In addition to osteoblasts and osteoclasts, bone tissue – whether cortical or trabecular – contains numerous osteocytes that arise from osteoblasts and are thus of mesenchymal origin (Bonewald, 2011). While osteoblasts and osteoclasts are considered responsible for bone formation and resorption in bone remodeling, osteocytes were viewed for a long time as an inactive cellular entity within the bone (Tresguerres et al., 2020). However, osteocytes account for 85–90% of all cells in bone tissue (Wang et al., 2022). Recent investigations have shown that bone is able to adjust its structure to mechanical signals through remodeling processes regulated by mechanosensitive osteocytes (Hemmatian et al., 2017).

The ability of osteocytes to sense and respond to mechanical stimuli depends on many factors, such as the shape of the osteocyte cell bodies, numbers and length of the cell processes, structure of the cytoskeleton, and presence of primary cilia (Hemmatian et al., 2017).
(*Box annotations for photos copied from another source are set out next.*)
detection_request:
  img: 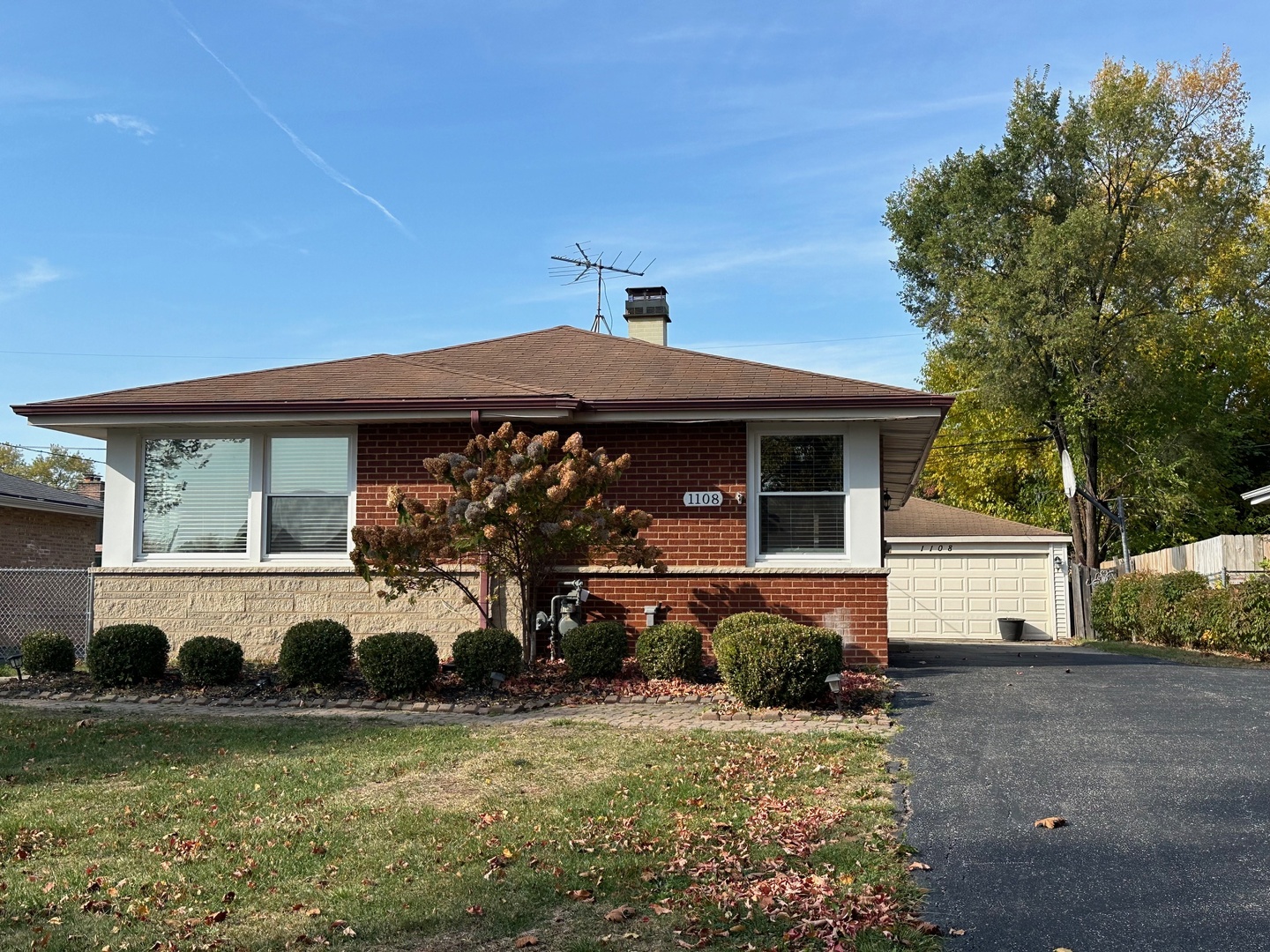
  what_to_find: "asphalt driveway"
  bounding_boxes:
[892,645,1270,952]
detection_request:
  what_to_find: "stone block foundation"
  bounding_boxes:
[93,566,495,661]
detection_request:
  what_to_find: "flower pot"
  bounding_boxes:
[997,618,1024,641]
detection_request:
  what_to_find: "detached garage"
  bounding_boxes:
[884,497,1072,641]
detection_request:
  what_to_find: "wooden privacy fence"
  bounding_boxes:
[1103,536,1270,583]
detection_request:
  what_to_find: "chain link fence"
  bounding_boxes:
[0,569,93,658]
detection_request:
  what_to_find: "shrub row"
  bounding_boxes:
[69,612,843,707]
[1090,571,1270,658]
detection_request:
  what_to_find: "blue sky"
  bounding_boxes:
[0,0,1270,469]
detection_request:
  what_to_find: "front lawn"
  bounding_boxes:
[0,709,938,952]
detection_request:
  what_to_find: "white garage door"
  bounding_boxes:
[886,543,1065,640]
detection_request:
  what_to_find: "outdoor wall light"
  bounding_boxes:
[825,672,842,710]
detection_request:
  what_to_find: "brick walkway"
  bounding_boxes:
[0,689,895,736]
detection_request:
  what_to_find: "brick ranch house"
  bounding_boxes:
[0,472,101,569]
[14,294,952,664]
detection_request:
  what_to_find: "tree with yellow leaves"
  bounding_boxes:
[884,53,1270,565]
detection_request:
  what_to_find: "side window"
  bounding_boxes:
[265,436,349,554]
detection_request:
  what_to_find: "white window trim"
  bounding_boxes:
[132,427,357,568]
[745,421,851,569]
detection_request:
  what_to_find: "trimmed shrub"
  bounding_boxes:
[635,622,701,681]
[21,631,75,674]
[560,622,627,678]
[278,618,353,684]
[176,635,243,688]
[710,612,793,645]
[452,628,523,687]
[87,624,169,688]
[715,622,842,707]
[357,631,441,697]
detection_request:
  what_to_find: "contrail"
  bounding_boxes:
[168,0,414,240]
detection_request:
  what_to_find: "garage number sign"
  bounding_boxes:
[684,488,722,505]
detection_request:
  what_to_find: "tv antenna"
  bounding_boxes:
[551,242,656,334]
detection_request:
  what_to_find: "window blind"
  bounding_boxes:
[758,435,847,554]
[266,436,349,554]
[141,438,250,554]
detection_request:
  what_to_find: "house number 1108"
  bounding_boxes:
[684,490,722,505]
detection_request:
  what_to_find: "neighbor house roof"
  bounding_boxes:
[0,472,101,519]
[14,326,952,500]
[1239,487,1270,505]
[883,496,1071,542]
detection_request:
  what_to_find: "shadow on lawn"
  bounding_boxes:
[0,707,468,787]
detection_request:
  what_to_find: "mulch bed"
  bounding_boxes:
[0,658,889,713]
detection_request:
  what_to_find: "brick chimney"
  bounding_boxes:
[75,476,106,502]
[623,286,670,346]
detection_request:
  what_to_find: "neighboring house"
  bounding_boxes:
[0,472,101,569]
[15,288,952,663]
[1239,487,1270,505]
[885,497,1072,641]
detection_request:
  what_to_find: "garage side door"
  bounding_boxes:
[886,552,1054,638]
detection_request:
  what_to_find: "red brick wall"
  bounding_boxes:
[357,423,745,566]
[572,572,886,666]
[357,423,886,666]
[0,507,101,569]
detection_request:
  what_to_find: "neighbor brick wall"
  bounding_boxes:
[0,507,101,569]
[357,423,745,566]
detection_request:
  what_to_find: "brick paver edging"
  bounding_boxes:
[0,692,895,736]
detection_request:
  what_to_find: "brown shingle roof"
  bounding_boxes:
[883,496,1069,539]
[14,326,952,416]
[0,472,103,519]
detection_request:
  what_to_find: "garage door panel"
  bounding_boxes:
[888,548,1054,640]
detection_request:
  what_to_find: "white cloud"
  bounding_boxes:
[0,257,66,302]
[89,113,158,138]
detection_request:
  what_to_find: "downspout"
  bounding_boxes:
[470,410,489,628]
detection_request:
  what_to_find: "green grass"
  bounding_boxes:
[0,710,938,952]
[1080,641,1270,667]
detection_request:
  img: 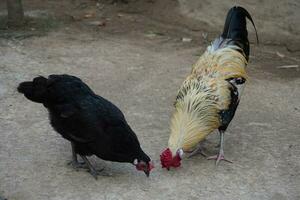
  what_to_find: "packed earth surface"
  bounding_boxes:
[0,0,300,200]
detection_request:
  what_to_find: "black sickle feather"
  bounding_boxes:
[221,6,259,60]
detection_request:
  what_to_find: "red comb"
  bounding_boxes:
[160,148,181,169]
[149,161,154,171]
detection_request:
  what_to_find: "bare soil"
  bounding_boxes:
[0,0,300,200]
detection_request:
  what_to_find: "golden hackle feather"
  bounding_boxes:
[168,46,247,155]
On the one hand, osteocytes regulate the activity and recruitment of osteoblasts and/or osteoclasts by producing a large number of signaling molecules (PGE 2, NO, COX-2, FGF-23, RANKL/OPG, sclerostin) (Klein-Nulend et al., 2013). On the other hand, osteocytes are prone to apoptosis, which is followed by bone resorption in the affected area after estrogen deprivation (Tomkinson et al., 1998), glucocorticoid excess (Weinstein et al., 1998), and fatigue-induced microdamage (Verborgt et al., 2000).

In general, bone mass is determined by the metabolic activity of osteoblasts and osteoclasts, whereas the local bone architecture results from local recruitment of osteoblasts and/or osteoclasts through osteocytes (Klein-Nulend et al., 2015). With advancing age, the imbalance in bone remodeling causes osteoporosis (OP). Bone atrophy in women is expressed as a loss of trabecular number, while men reveal a general rarefaction of trabecular architecture with advancing age (Bergot et al., 1988, Aaron et al., 1987, Mosekilde, 1989).
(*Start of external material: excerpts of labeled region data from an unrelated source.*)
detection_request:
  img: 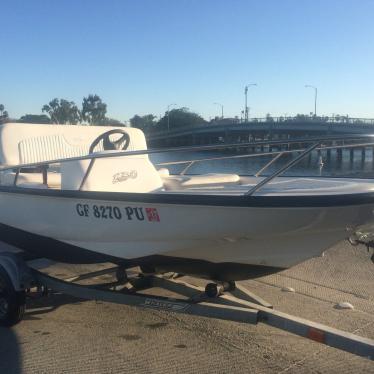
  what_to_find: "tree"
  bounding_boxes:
[157,108,207,131]
[42,98,81,125]
[130,114,157,132]
[82,95,106,125]
[0,104,9,123]
[18,114,51,123]
[105,117,125,126]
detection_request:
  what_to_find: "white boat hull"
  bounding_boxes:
[0,188,374,280]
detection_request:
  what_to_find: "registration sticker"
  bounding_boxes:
[145,208,160,222]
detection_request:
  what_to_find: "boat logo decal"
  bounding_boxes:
[112,170,138,184]
[143,299,189,312]
[75,204,161,222]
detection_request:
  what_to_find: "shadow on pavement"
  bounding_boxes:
[0,327,22,374]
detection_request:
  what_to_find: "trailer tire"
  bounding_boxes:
[0,272,26,327]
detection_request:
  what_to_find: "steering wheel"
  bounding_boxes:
[88,129,130,153]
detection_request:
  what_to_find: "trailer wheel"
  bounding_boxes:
[0,273,26,327]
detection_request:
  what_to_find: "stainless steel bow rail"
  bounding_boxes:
[0,134,374,196]
[0,254,374,360]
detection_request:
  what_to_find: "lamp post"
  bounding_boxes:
[244,83,257,122]
[305,84,318,117]
[167,103,177,132]
[213,103,223,119]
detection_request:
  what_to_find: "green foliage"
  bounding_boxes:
[105,117,125,126]
[42,98,81,125]
[130,114,157,132]
[157,108,207,131]
[18,114,51,123]
[82,95,106,125]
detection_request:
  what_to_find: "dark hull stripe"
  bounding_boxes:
[0,186,374,208]
[0,224,282,280]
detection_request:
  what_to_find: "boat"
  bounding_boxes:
[0,123,374,281]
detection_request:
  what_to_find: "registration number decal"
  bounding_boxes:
[75,204,160,222]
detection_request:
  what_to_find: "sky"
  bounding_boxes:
[0,0,374,121]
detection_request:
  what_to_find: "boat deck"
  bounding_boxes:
[0,172,374,196]
[0,242,374,374]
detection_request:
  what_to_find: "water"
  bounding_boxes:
[151,150,374,178]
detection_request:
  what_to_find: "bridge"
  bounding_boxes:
[147,116,374,147]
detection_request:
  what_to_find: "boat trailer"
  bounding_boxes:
[0,253,374,360]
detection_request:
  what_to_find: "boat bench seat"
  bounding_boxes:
[162,173,240,190]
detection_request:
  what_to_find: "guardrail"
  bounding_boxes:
[147,115,374,139]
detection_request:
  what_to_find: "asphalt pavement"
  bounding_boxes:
[0,242,374,374]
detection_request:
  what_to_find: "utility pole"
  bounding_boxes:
[167,104,177,132]
[213,103,223,119]
[305,84,318,117]
[244,83,257,122]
In the presence of OP, the reduction of bone mass, structure and function may cause a fracture even in the presence of low-energy trauma (Chadha et al., 2022). Fractures in OP occur independent of age and gender, primarily in the distal radius, the proximal femur and the spine (Hadji et al., 2013). Vertebral body fractures are associated with health and economic burdens, increase morbidity and mortality, and impair quality of life (Oleksik et al., 2000).
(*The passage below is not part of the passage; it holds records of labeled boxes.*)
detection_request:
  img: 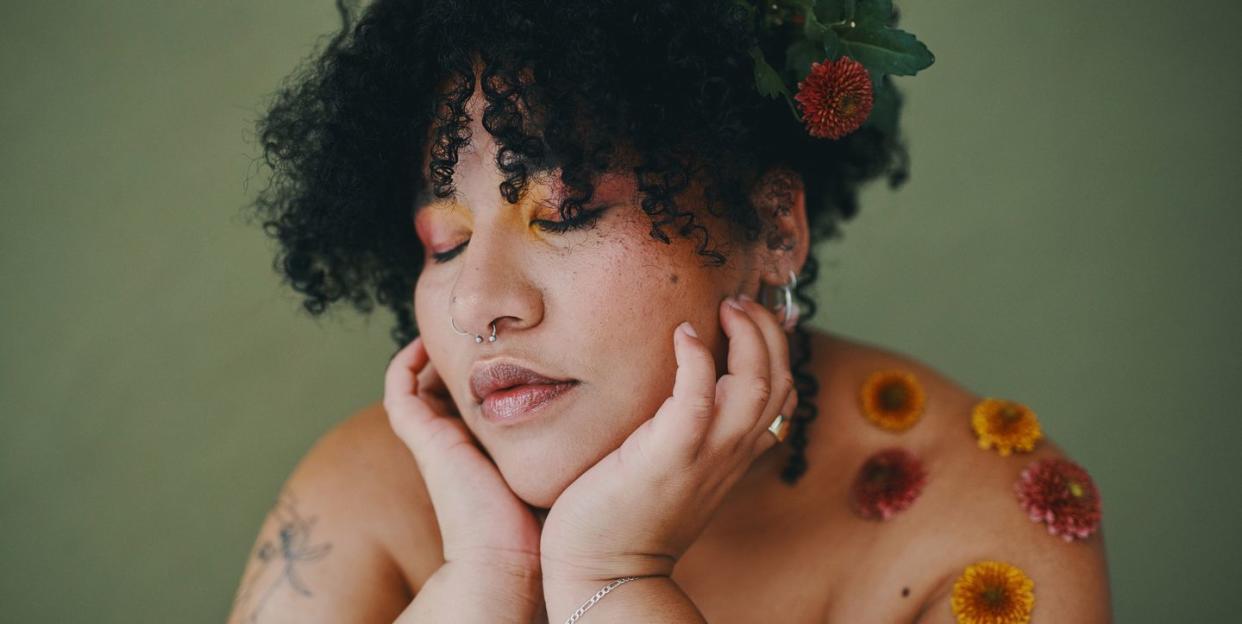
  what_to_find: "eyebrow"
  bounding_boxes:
[414,167,568,213]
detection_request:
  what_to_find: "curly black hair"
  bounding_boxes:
[250,0,908,485]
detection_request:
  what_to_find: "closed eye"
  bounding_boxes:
[431,205,611,264]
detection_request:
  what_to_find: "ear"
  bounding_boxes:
[750,167,811,286]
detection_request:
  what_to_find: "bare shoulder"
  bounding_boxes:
[809,333,1112,624]
[229,403,440,623]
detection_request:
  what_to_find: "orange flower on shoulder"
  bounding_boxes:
[970,398,1043,456]
[949,561,1035,624]
[858,370,927,431]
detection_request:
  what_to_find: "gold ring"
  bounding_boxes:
[768,414,789,443]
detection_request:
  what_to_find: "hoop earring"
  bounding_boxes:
[771,271,801,332]
[448,314,496,344]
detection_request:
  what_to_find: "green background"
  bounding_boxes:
[0,0,1242,623]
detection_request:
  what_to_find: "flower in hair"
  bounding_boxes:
[794,56,874,139]
[970,398,1043,456]
[1013,457,1100,542]
[734,0,935,139]
[858,370,927,431]
[949,561,1035,624]
[850,447,927,520]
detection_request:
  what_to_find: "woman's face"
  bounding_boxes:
[414,85,789,507]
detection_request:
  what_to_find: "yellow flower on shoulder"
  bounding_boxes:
[858,370,927,431]
[970,398,1043,456]
[949,561,1035,624]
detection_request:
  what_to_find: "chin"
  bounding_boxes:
[493,446,590,508]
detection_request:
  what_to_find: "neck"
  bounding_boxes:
[708,433,800,538]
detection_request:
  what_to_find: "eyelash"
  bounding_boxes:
[431,206,609,264]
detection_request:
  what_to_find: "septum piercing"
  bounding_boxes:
[448,314,496,343]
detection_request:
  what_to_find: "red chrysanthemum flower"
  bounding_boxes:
[1013,457,1102,542]
[851,447,927,520]
[794,56,873,139]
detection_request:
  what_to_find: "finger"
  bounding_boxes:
[419,353,461,418]
[755,380,797,456]
[384,337,468,466]
[652,321,715,460]
[741,298,794,438]
[384,337,427,415]
[707,294,771,449]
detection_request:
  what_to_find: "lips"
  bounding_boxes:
[469,362,574,403]
[481,382,578,424]
[469,362,579,423]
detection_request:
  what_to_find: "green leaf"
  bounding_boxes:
[866,73,899,137]
[823,29,846,61]
[785,37,836,81]
[750,46,789,97]
[802,2,830,41]
[854,0,893,27]
[815,0,850,24]
[837,27,935,76]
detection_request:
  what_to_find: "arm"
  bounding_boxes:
[395,562,545,624]
[229,405,543,624]
[229,423,411,624]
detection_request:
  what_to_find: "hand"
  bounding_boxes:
[540,294,797,587]
[384,337,540,576]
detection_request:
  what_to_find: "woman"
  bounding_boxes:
[232,0,1110,623]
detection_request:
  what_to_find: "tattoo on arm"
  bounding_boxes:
[233,490,332,623]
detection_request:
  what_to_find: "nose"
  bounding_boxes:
[448,215,543,344]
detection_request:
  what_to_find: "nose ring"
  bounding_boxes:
[448,314,496,344]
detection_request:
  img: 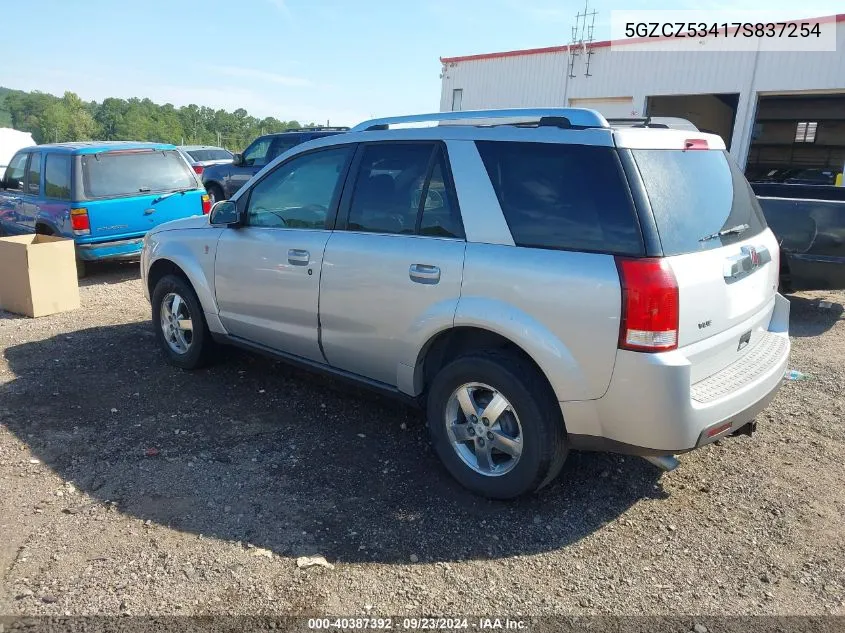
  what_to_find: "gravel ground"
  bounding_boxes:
[0,266,845,616]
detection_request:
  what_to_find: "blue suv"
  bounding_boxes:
[0,142,211,270]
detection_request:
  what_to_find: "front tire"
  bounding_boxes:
[427,352,568,499]
[151,275,215,369]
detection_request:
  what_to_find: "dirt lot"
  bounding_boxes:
[0,266,845,615]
Since local changes may be related to the reactivity of osteocytes, the number of osteocytes in the various portions of the spine is worthy of investigation. Structural differences develop between the cervical spine (CS), the thoracic spine (TS), and the lumbar spine (LS) (Schröder et al., 2021b, Schröder et al., 2021a, Grote et al., 1995), resulting in various levels of fracture risk. To our knowledge, the number of osteocytes in the three sections of the human spine have not been investigated so far. In the current study, we aimed to answer the following questions:

Question 1

Do osteocyte density, trabecular structure, and bone area differ between the cervical, thoracic and lumbar spine?

Question 2

Do the individual parameters correlate with each other?

Question 3

Do osteocyte density, trabecular structure and bone area differ between men and women?

Question 4

Do osteocyte density, trabecular structure and bone area differ between older and young individuals?